Manajemen Silt Density Index (SDI) untuk Kualitas Feed Water Sistem Reverse Osmosis
Manajemen Silt Density Index (SDI) untuk Kualitas Feed Water Sistem Reverse Osmosis
Oleh: Tim Teknis BIOWATER | Diperbarui: Juli 2026
Apa Itu Silt Density Index (SDI) dan Mengapa Penting?
Silt Density Index (SDI) adalah parameter paling penting dalam menilai potensi fouling partikulat pada sistem reverse osmosis (RO). SDI mengukur seberapa cepat membran filter 0,45 µm tersumbat ketika air dialirkan pada tekanan konstan — semakin cepat penyumbatan, semakin tinggi nilai SDI, dan semakin besar risiko fouling pada membran RO [1].
Fouling koloidal merupakan salah satu ancaman serius terhadap kinerja membran RO. Sumber koloid dalam air baku sangat beragam: bakteri, lempung (clay), silika koloidal, produk korosi besi, hingga residu bahan kimia pretreatment yang tidak sempurna terkoagulasi [1]. Tanda awal fouling koloidal yang paling jelas adalah peningkatan differential pressure (ΔP) di sepanjang sistem membran — kenaikan 10-15% dari baseline menandakan perlunya tindakan korektif [2].
Bersama turbidity dan Modified Fouling Index (MFI), SDI merupakan salah satu dari tiga indeks fouling utama yang direkomendasikan untuk pemantauan kualitas air umpan RO. Namun, SDI adalah yang paling luas digunakan karena prosedurnya yang sederhana, biaya rendah, dan korelasinya yang baik dengan kecenderungan fouling sistem RO/NF [1]. Standar pengukuran SDI mengacu pada ASTM D4189, yang mendefinisikan metode standar untuk penentuan Silt Density Index air [1].
Dalam praktik: Instalasi RO air permukaan di Indonesia seringkali menghadapi fluktuasi SDI yang signifikan antara musim kemarau dan hujan. Pemantauan SDI tiga kali sehari adalah frekuensi minimum yang direkomendasikan untuk air permukaan guna mendeteksi perubahan kualitas air baku sebelum berdampak pada membran [1].

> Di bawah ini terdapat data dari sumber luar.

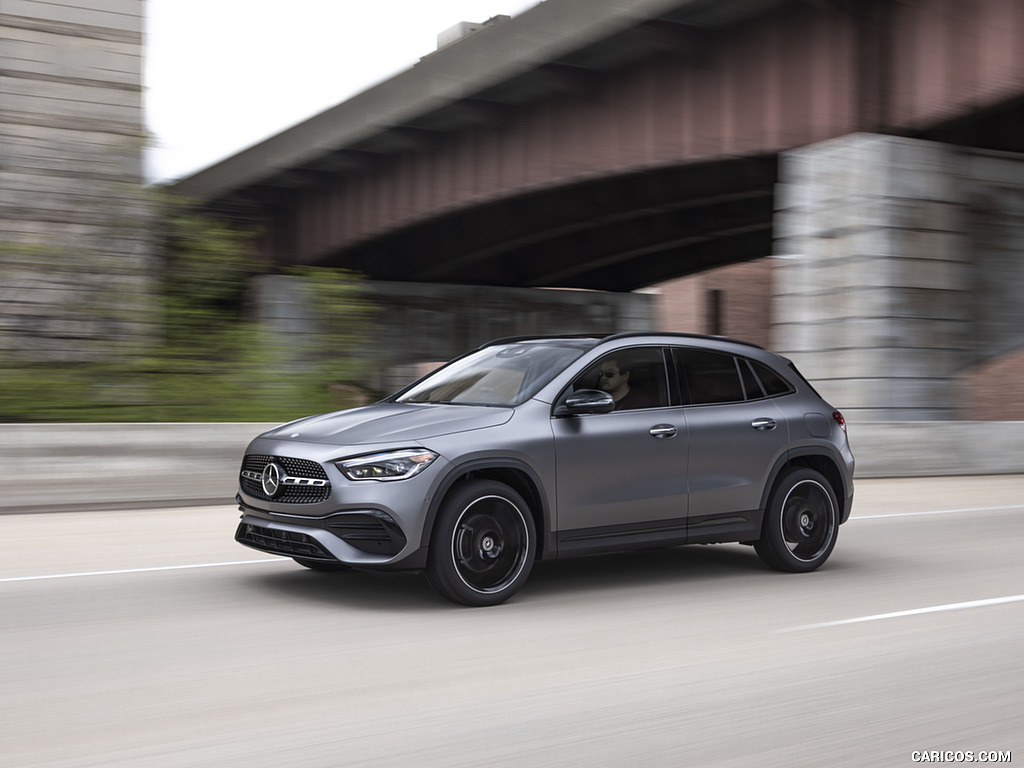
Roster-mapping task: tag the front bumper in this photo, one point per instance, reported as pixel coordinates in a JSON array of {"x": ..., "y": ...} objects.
[{"x": 359, "y": 538}]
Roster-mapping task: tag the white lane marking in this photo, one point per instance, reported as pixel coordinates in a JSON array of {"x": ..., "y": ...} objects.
[
  {"x": 911, "y": 612},
  {"x": 937, "y": 512},
  {"x": 138, "y": 570}
]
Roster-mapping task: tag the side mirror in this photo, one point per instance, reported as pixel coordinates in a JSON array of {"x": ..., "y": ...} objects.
[{"x": 586, "y": 401}]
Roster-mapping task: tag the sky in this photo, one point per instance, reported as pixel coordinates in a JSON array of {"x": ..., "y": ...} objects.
[{"x": 223, "y": 75}]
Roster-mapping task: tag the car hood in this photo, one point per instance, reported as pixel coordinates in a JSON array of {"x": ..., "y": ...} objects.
[{"x": 390, "y": 422}]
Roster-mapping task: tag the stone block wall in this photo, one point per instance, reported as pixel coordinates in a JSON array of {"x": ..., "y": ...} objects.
[
  {"x": 74, "y": 228},
  {"x": 872, "y": 295}
]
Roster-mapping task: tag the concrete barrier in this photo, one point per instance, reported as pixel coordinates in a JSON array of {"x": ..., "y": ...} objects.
[
  {"x": 50, "y": 467},
  {"x": 53, "y": 467}
]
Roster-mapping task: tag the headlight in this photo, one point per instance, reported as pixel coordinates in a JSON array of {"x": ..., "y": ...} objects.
[{"x": 393, "y": 465}]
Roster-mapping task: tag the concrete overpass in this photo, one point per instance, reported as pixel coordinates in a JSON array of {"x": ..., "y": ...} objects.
[{"x": 612, "y": 144}]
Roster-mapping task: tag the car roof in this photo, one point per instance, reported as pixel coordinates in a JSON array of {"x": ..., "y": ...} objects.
[{"x": 665, "y": 336}]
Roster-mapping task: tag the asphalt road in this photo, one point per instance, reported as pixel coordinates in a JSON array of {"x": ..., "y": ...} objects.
[{"x": 152, "y": 639}]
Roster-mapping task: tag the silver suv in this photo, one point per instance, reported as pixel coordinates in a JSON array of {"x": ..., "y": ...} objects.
[{"x": 553, "y": 446}]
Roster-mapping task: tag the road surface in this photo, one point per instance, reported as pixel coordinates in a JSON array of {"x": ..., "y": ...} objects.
[{"x": 150, "y": 638}]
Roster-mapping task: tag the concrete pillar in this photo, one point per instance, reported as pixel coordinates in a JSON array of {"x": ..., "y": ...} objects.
[{"x": 872, "y": 287}]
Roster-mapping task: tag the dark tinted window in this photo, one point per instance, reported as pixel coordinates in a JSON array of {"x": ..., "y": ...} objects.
[
  {"x": 635, "y": 377},
  {"x": 711, "y": 377},
  {"x": 751, "y": 385},
  {"x": 772, "y": 382}
]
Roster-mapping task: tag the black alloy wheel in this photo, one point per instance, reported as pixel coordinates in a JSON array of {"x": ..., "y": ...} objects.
[
  {"x": 483, "y": 544},
  {"x": 801, "y": 522}
]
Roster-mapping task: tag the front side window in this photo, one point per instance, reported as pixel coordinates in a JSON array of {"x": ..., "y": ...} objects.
[
  {"x": 635, "y": 378},
  {"x": 499, "y": 375}
]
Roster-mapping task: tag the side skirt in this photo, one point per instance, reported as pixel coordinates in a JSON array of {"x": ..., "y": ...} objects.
[{"x": 732, "y": 526}]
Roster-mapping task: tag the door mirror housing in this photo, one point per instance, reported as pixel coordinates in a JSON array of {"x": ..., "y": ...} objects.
[{"x": 586, "y": 401}]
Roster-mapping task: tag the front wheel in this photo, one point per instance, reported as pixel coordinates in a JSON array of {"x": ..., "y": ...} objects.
[
  {"x": 483, "y": 544},
  {"x": 801, "y": 522}
]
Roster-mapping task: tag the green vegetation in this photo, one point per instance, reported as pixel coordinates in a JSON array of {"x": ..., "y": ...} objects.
[{"x": 174, "y": 340}]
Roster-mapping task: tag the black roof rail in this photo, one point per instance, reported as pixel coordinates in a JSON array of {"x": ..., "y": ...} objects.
[
  {"x": 678, "y": 335},
  {"x": 620, "y": 335}
]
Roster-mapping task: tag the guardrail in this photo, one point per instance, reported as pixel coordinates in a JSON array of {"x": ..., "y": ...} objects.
[{"x": 54, "y": 467}]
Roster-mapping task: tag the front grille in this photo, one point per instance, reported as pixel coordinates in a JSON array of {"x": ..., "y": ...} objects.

Bagaimana SDI Diukur: Prosedur Standar Pengukuran
Pengukuran SDI mengikuti prosedur standar yang ditetapkan dalam ASTM D4189, menggunakan peralatan sederhana yang terdiri dari [1]:
- Filter holder diameter 47 mm
- Membran filter diameter 47 mm dengan ukuran pori 0,45 µm
- Pressure gauge 10–70 psi (1–5 bar)
- Needle valve untuk pengaturan tekanan
- Stopwatch dan gelas ukur 500 mL
Prosedur Pengukuran SDI₁₅
- Rakit peralatan dan atur pressure regulator pada 207 kPa (30 psi atau 2,1 bar).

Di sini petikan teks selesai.